What can pharmacists contribute to delirium management?
Dr Cathrine McKenzie, Senior Pharmacist, Critical Care argues that pharmacists in all sectors need to be aware of delirium because they all have something to contribute. Moreover, a career in critical care pharmacy offers fulfilling work in a multidisciplinary team with opportunities for research.
Pharmacists in the intensive care unit (ICU) should be aware that when ventilated patients are given sedatives and opioids “there is reasonable evidence that the more sedative an opioid we give to the patient the greater the risk of delirium later – so we should be there at the bedside every day ensuring that the doses are right for that patient and they are regularly reviewed. … It’s even more complicated in ICU, of course, as many of these patients have got multiple organ failure – their kidneys don’t work, their livers don’t work properly and, of course, that’s how we metabolize and eliminate drugs. So, the pharmacist should be there understanding the drug, understanding the sedative, and understanding the antimicrobial, [as well] because very high doses of them can cause delirium”, says Dr McKenzie. They should also be questioning therapy that is of limited benefit, for example, long courses of antipsychotics.
As patients begin to recover, pharmacists should be reviewing their prescriptions and ensuring therapy that is no longer necessary is not continued long-term. “As well as all that, which is our professional role, we should also be talking to our patients, even when they’re acutely unwell. … Remember, this orientation in time and place is very important. Of course, if someone’s on a very high concentration of oxygen and they’re deeply sedated, they’re too unwell but as they’re coming round [and] as they’re being rehabilitated, I always encourage my pharmacy colleagues to introduce themselves to the patients. This stimulation is actually quite important”, she explains.
When patients return to medical wards the pharmacist’s task is again “about medicines optimisation – reducing and stopping therapies that were started in the ICU that would be deliriogenic in the longer term”, she says. Other key tasks include orientating patients in time and place and reducing their anticholinergic burden. “This might be a good time for the pharmacist to look at the patient’s long-term medicines and perhaps talk to the patient about those that are likely to have an increased anticholinergic burden in the longer term and change or optimise their therapy”.
At the time of discharge, it is important to ensure that treatment is appropriate. For example, after major surgery opioids may be required for pain control but “that doesn’t mean [the patient] should go home on a long-term opioid, which increases the risk of delirium”, says Dr McKenzie.

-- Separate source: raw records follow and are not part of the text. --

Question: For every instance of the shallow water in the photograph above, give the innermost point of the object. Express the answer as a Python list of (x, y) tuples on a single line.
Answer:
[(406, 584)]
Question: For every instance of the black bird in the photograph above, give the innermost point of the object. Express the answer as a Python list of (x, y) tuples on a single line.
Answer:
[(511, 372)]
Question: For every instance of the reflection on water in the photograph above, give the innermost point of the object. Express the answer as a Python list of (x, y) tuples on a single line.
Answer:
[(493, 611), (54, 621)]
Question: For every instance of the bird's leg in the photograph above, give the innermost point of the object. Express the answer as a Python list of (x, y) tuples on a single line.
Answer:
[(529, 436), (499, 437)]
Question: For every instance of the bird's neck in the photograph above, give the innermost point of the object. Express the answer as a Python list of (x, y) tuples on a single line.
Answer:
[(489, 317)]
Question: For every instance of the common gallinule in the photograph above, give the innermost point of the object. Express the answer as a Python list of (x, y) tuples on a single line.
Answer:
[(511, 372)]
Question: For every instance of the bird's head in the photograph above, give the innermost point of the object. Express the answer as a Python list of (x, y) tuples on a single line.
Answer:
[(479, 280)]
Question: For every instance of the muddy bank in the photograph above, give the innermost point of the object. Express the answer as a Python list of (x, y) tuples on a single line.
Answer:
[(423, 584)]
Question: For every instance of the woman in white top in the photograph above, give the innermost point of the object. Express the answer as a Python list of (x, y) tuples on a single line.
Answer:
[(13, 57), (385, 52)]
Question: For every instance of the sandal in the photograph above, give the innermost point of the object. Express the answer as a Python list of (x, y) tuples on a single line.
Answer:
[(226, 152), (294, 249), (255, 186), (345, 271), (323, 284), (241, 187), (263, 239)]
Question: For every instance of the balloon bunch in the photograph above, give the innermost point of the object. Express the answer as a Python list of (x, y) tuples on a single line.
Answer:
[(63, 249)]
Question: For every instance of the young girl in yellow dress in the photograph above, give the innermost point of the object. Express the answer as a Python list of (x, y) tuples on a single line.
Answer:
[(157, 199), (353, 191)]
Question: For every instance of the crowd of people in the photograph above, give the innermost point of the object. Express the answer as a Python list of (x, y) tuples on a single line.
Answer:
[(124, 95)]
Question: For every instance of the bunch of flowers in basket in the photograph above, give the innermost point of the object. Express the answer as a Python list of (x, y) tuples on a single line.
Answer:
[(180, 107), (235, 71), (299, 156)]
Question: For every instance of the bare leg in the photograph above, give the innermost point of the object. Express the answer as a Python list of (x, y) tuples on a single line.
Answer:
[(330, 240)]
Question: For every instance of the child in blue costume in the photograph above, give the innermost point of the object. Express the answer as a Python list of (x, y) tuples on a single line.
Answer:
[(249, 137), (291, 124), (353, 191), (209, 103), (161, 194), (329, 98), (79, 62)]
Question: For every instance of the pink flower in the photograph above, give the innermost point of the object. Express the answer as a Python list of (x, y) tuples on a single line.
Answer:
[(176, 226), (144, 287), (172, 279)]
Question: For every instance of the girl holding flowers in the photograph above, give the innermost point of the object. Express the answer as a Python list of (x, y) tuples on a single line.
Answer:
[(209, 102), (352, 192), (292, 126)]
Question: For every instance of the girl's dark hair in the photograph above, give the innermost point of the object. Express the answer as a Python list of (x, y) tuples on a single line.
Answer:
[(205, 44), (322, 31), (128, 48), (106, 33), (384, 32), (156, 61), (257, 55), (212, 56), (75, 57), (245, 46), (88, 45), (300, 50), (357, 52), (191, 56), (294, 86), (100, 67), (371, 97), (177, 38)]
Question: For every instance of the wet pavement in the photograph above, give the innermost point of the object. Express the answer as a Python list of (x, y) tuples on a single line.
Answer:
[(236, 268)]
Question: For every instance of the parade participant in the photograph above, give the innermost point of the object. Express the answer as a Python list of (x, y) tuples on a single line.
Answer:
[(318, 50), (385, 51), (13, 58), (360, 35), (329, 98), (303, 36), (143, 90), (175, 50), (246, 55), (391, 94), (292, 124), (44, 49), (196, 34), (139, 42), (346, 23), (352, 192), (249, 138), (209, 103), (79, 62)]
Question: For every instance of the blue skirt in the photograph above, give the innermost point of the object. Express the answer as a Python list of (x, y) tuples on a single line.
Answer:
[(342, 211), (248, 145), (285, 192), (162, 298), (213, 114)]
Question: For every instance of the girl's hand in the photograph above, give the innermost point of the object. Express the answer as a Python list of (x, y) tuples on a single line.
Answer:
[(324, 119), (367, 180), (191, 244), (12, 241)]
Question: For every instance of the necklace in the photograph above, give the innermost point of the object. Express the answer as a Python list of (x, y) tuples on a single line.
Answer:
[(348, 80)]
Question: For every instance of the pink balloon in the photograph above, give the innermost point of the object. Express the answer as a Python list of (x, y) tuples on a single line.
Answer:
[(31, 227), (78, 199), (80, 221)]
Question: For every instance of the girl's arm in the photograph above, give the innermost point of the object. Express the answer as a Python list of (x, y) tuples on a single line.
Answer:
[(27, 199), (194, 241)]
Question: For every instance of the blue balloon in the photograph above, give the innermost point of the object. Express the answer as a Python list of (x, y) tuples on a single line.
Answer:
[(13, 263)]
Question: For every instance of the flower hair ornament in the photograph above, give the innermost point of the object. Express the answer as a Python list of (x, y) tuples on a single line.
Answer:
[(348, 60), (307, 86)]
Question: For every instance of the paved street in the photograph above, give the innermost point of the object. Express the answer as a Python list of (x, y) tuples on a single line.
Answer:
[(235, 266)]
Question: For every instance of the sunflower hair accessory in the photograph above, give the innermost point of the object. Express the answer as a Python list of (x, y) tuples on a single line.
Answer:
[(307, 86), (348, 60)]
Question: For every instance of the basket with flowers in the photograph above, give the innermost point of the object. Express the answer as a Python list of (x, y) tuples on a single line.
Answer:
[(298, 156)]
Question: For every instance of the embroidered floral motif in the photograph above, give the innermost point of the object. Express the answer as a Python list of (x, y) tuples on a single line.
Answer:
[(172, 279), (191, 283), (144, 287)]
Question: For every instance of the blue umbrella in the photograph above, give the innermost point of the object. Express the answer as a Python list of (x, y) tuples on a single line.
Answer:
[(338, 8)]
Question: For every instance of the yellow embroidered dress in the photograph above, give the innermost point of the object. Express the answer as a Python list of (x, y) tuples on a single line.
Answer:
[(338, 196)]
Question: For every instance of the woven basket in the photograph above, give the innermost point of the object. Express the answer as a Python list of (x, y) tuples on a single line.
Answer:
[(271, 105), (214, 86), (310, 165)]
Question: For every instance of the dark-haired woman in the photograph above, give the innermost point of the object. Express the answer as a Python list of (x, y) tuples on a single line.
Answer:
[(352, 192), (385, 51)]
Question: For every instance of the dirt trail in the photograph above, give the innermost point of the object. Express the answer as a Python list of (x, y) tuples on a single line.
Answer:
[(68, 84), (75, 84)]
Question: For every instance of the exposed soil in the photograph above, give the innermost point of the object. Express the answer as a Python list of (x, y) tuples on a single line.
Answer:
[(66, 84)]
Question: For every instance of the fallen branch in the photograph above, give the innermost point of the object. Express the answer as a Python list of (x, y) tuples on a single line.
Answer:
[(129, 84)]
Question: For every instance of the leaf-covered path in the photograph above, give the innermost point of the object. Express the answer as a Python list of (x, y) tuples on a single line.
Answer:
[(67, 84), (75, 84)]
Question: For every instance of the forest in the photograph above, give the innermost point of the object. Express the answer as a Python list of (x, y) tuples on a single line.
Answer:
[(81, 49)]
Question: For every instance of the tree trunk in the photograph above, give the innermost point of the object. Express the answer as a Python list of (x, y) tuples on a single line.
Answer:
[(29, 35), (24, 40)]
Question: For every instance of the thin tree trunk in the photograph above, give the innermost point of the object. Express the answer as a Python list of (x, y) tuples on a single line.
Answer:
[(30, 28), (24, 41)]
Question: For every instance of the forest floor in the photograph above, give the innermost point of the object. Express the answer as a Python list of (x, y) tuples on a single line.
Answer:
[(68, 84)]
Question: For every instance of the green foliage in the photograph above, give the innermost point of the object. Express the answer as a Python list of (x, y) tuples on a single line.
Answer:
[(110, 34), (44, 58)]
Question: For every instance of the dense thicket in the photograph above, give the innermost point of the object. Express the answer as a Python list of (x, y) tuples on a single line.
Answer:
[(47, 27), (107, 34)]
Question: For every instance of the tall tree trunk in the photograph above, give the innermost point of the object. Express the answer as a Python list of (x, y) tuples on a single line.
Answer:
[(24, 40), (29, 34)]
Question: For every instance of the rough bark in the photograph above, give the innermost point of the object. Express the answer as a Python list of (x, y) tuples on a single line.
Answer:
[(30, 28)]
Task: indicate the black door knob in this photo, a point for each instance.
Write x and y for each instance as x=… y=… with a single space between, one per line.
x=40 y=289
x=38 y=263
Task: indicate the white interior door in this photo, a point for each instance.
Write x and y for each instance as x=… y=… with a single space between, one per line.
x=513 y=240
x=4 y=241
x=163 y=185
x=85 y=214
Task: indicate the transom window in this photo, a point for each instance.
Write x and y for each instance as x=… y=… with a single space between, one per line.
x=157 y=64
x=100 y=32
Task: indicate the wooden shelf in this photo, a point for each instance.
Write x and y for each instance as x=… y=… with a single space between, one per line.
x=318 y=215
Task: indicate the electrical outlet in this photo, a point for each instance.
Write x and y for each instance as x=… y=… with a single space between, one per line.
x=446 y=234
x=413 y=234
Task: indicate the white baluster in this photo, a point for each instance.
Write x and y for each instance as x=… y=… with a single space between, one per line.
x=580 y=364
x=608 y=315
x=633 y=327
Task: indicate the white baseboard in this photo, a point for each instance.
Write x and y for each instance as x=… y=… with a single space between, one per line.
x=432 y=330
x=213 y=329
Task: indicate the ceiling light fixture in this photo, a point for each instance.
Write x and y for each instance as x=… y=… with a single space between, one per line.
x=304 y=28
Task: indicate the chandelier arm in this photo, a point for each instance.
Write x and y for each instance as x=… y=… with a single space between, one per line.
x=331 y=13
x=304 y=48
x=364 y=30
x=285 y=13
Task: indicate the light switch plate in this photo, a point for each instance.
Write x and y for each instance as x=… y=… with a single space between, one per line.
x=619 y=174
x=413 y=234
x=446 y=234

In the community setting “there’s a huge role”. In this context, the proposed POM to P switch for oxybutynin is causing some concern because of the high anti-cholinergic burden associated with the drug. “I think pharmacists should be aware of the risks that this drug poses in terms of triggering dementia. As I said, long-term exposure certainly increasing the risk of delirium. So, it’s about properly counselling the patient and in a very elderly patient, perhaps … recommending another therapy. … I’d like to say, encourage them to [take] thiamine but of course that’s not evidence-based medicine yet because we don’t really have the evidence, she says. “Actually, if we know the patient is alcohol-dependent, checking that they are on long-term thiamine therapy will reduce their delirium- but that’s alcohol-associated delirium”, she adds
Critical care pharmacy
Dr McKenzie’s advice to young pharmacists thinking about a career in critical care pharmacy is “Don’t hesitate! It’s a great speciality to go into”. One of the attractions for her has been the strong focus on basic pharmacology and pharmacokinetics. “We take the drugs back to first principles a lot, you know, so we have to understand the drug properties, its pharmacokinetic properties and how it’s dosed within that patient – and we do that on a daily basis. So, if you’re passionate about keeping that side of your pharmacokinetic brain alive, it’s the speciality for you. And, actually, we’re a real multi-disciplinary team – we work very well together. I think it’s a huge area for pharmacists [with] a large number of consultant pharmacists – a number of us have PhDs – lots of opportunities to research. So, don’t hesitate!”
Dr Cathrine A McKenzie, BsC PhD FRPharmS is Clinical Academic Research and Reader in Critical Care Therapeutics, Kings Health Partners, and Senior Pharmacist in Critical Care, University Hospital Southampton. She is also Editor-in-chief, Critical Illness www.medicinescomplete.com.